We have an Integrity Centre, we have an anti-corruption authority - that is now called the Kenya Police Anti-Corruption Unit. In April, we created anti-corruption courts, with two magistrates appointed specifically to that position. We have a Kenya anti-corruption commission bill which is due before parliament. We have a public ethics code of conduct bill that is due before parliament, waiting for presidential assent. I can go on and on about the different instruments that are there for the fight against corruption in Kenya, but that are not being effected yet.

The conclusion has been that a lot of what has been lacking to make these instruments work is political will. And I would tend to agree with that. The top leadership felt that if some of these instruments came into power, it would affect them.

The challenge now with the new government is that there will be an opportunity to implement some of these measures.

Talking about the top leadership in Kenya, what about outgoing President Daniel arap Moi. Is he perceived as corrupt, is he corrupt, what is your information?

Transparency International doesn't actually investigate individual cases of corruption. As a rule we don't.
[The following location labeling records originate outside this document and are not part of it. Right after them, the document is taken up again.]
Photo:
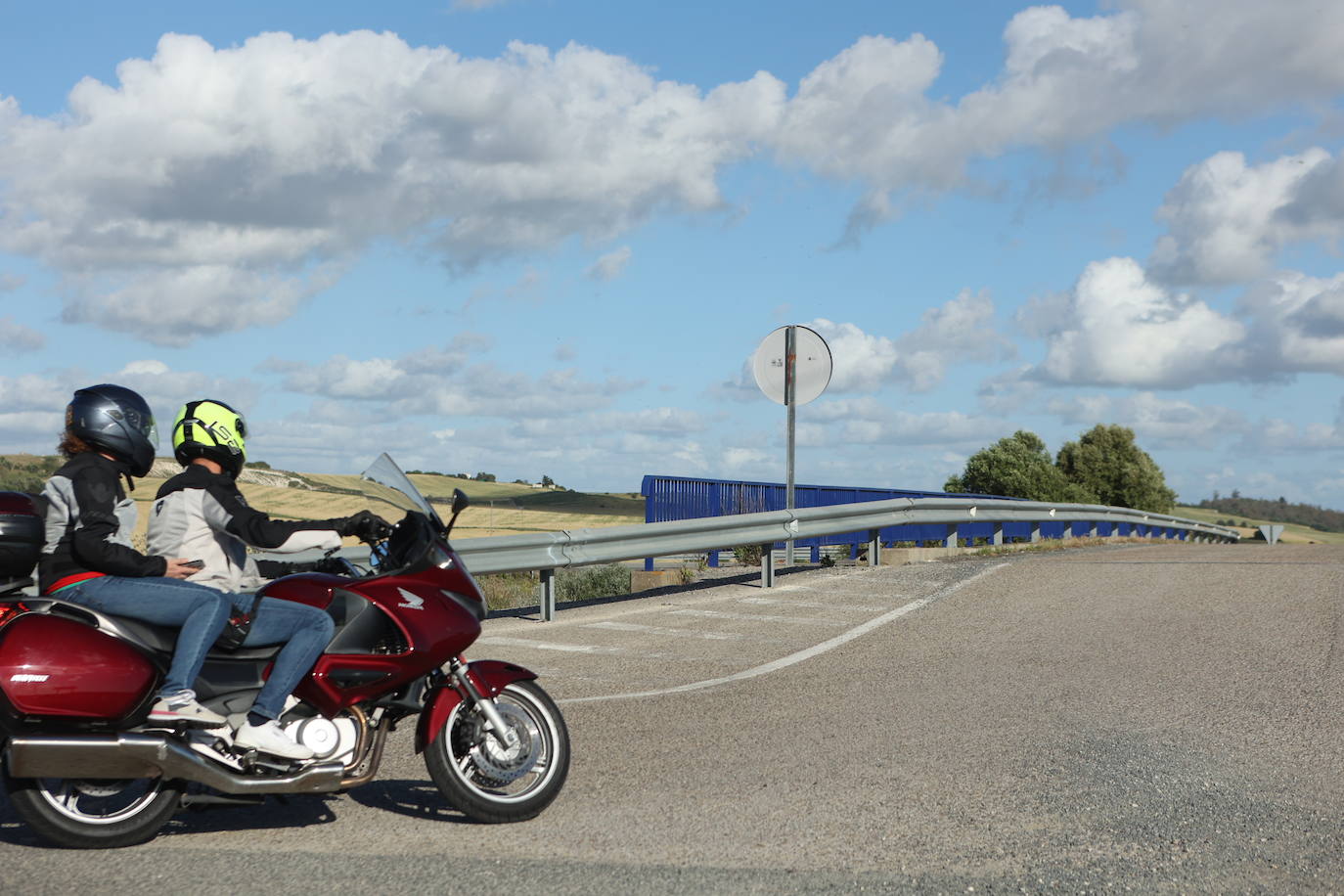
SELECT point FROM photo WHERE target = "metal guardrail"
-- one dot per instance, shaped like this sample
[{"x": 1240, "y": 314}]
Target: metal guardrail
[{"x": 549, "y": 551}]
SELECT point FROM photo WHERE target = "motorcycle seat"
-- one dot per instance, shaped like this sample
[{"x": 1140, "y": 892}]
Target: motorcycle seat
[
  {"x": 14, "y": 583},
  {"x": 164, "y": 639}
]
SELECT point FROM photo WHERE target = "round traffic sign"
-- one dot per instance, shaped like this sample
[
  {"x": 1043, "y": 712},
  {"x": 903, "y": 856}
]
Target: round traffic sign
[{"x": 811, "y": 364}]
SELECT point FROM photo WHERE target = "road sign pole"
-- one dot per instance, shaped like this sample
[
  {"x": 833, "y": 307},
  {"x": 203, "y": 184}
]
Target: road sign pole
[{"x": 791, "y": 366}]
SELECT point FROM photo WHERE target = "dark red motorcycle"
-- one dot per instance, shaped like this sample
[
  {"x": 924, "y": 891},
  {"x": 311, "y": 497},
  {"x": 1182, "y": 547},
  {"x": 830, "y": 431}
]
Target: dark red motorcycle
[{"x": 85, "y": 770}]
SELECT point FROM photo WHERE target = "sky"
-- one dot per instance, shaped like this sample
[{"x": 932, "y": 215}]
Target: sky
[{"x": 546, "y": 237}]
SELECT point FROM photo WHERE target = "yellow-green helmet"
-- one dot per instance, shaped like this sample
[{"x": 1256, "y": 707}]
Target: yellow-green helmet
[{"x": 211, "y": 430}]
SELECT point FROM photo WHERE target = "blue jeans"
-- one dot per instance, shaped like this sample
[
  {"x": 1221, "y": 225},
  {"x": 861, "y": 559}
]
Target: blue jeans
[
  {"x": 304, "y": 630},
  {"x": 201, "y": 611}
]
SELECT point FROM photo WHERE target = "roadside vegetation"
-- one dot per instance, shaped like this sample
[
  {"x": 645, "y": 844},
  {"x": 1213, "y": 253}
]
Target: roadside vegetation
[{"x": 1103, "y": 467}]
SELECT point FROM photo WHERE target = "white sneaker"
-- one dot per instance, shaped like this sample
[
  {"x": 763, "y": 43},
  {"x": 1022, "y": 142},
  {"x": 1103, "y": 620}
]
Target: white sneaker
[{"x": 268, "y": 738}]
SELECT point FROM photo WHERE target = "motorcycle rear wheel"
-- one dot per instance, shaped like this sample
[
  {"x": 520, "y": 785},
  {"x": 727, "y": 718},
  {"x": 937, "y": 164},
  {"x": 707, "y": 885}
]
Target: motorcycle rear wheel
[
  {"x": 94, "y": 814},
  {"x": 493, "y": 784}
]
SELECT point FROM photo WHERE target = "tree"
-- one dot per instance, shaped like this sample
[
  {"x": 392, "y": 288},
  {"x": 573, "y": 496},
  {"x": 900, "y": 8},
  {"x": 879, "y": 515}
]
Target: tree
[
  {"x": 1017, "y": 467},
  {"x": 1106, "y": 463}
]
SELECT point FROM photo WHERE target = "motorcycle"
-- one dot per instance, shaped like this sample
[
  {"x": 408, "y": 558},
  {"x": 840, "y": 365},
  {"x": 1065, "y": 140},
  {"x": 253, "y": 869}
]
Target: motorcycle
[{"x": 83, "y": 769}]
We don't have any figures on Moi and we don't plan to investigate him or any other Kenyan.

I think, in a situation when a country is perceived not only by the international community but by its own citizens as having a great problem of corruption and leaders who are mentioned endlessly in the media as being involved in activities that can be described as corruption, the fact that those leaders remained in positions of public trust, appointed by the president and the fact that the president continued to trust and rely on these individuals, led many people to conclude that corruption started at the top in Kenya and started with President Moi.

There is a saying: "Tell me with whom you are and I will tell you who you are". If the president was surrounded by all these people, then it touches him.

And post-Moi?

Our experience at Transparency International, and we have about 30 chapters across Africa, our experience is that, regardless of who takes over, whenever you have a major transition and especially when the incumbent who is leaving power has been in power for a long period of time - and when patronage elites have consolidated around this leader for a long period of time - that when that leader goes, you have a window of opportunity that lasts about 24 months.

It doesn't matter who takes over. They are going to be anti-corruption. I can almost write their speeches. It doesn't matter who wins. Corruption is going to be number one. It is the same across Africa. Even when you have coups in Africa, where you have the former presidents being taken to a peace and shot, people will say it was because this person was corrupt.

So, the new president is going to be anti-corruption.

And after that 24-month grace period even if the person in charge appears sincere?

I think this is the lesson of Kenya and the lesson for all of us in Africa. Will he be sincere is not only dependent on him and the people around him but on us, as Kenyans. Kenyan civil society, Kenyan media and Kenyan people - we have to keep them sincere. They are going to make promises; it is our duty to hold them to those promises. It's our duty to keep on putting pressure.